"Wouldn't it be great if dummy code could be generated ? "
Yes, a great idea that turns out not to be a great one at the end.
I remember the code generation by the Rational Rose IDE. I used it back in early 2000's creating a lot of class, collaboration and sequence UML diagrams We even made some specific VBA to extrapolate state diagrams, and then generated nice classes, that were basically skeletons. So you have nice diagrams with the code matching it, and the "Architect" is happy with all this artwork.
Then refactoring came in the picture, the upfront diagrams did not hold very well of course, and at the end those nice diagrams were out of sync with current code, making them quite useless, (but the "Architect" can still show off his MDA approach of the project to some gullible people).
Another example : generating POJO classes from the database schema/
You can use an hibernate tool to generate, from the database, the associate mapping and the corresponding POJO.
First that remove the ORM from the "hibernate is an ORM persistence framework".
But besides that the very annoying part is that you cannot modify the generated POJOs. Let's say that you want to modify a field, or rename it. Since you would need to modify the create a DLL script, modify the dB, generate the classes, and refresh it in your IDE, more likely you will never evolve to do simple refactoring. You can't do it directly in your IDE. That case goes actually a bit beyond simple code generation and MDA, since it is also about database evolution.
Great article and
author book about it.
But back to the subject, sometimes the generated classes are missing some behavior that you want to add ( maybe a specific logic for that object - remember that you are still doing OO, or a well defined equals method often missing)... can't do it.
Conclusion:
You must not modify generated code, but you want to since it is part of your compilation / IDE.

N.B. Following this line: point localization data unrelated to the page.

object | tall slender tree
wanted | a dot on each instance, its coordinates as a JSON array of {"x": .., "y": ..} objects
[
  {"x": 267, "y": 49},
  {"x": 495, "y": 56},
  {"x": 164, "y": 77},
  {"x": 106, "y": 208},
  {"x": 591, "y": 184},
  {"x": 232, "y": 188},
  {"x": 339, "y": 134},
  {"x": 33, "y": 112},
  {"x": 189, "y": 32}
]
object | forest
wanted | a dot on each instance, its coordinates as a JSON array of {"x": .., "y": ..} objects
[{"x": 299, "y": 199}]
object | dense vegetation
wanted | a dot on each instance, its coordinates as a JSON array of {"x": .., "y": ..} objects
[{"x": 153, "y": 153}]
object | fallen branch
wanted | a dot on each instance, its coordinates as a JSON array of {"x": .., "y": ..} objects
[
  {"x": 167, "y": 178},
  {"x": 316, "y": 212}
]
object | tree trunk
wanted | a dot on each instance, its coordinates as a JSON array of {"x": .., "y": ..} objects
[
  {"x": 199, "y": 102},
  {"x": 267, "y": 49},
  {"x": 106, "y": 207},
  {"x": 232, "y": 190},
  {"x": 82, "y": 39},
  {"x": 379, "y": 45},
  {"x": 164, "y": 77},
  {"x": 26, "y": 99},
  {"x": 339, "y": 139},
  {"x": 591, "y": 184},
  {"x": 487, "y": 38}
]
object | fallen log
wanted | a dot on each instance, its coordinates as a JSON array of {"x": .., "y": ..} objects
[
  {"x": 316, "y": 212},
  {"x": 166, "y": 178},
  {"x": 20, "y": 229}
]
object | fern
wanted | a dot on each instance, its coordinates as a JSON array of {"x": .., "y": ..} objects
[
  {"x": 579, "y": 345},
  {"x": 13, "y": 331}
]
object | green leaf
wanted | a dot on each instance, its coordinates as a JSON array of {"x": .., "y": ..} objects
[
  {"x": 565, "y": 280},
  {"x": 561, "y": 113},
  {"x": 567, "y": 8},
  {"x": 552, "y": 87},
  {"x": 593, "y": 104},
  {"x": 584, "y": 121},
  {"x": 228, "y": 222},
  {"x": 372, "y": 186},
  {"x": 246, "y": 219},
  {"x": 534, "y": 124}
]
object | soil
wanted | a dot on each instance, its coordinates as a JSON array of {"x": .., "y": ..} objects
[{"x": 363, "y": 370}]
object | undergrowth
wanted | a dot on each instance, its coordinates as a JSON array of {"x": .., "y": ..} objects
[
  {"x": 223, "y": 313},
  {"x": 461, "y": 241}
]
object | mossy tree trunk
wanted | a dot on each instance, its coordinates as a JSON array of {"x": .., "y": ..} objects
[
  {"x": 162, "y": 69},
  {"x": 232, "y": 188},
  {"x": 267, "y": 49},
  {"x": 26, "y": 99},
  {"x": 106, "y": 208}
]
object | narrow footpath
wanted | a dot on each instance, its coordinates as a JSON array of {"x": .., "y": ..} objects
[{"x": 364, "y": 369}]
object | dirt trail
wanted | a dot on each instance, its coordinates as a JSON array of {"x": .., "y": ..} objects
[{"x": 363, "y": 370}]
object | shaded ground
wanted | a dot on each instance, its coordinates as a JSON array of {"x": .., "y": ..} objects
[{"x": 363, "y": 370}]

So now, why someone would want to generate code?
Because the code is dummy and is redundant with DataBase/UML Schemas/ Existing Code
2 ways I see it :
- those dummy classes should not exists or should act behind the scene. If the code is generated means there is no logic inside so why even the need of the code ? Use dynamic proxies, dymaic language, anything so that it is not part of your compilation environment / IDE..
-
the code is the design. Diagrams could be used for a sketch but the current design is the code.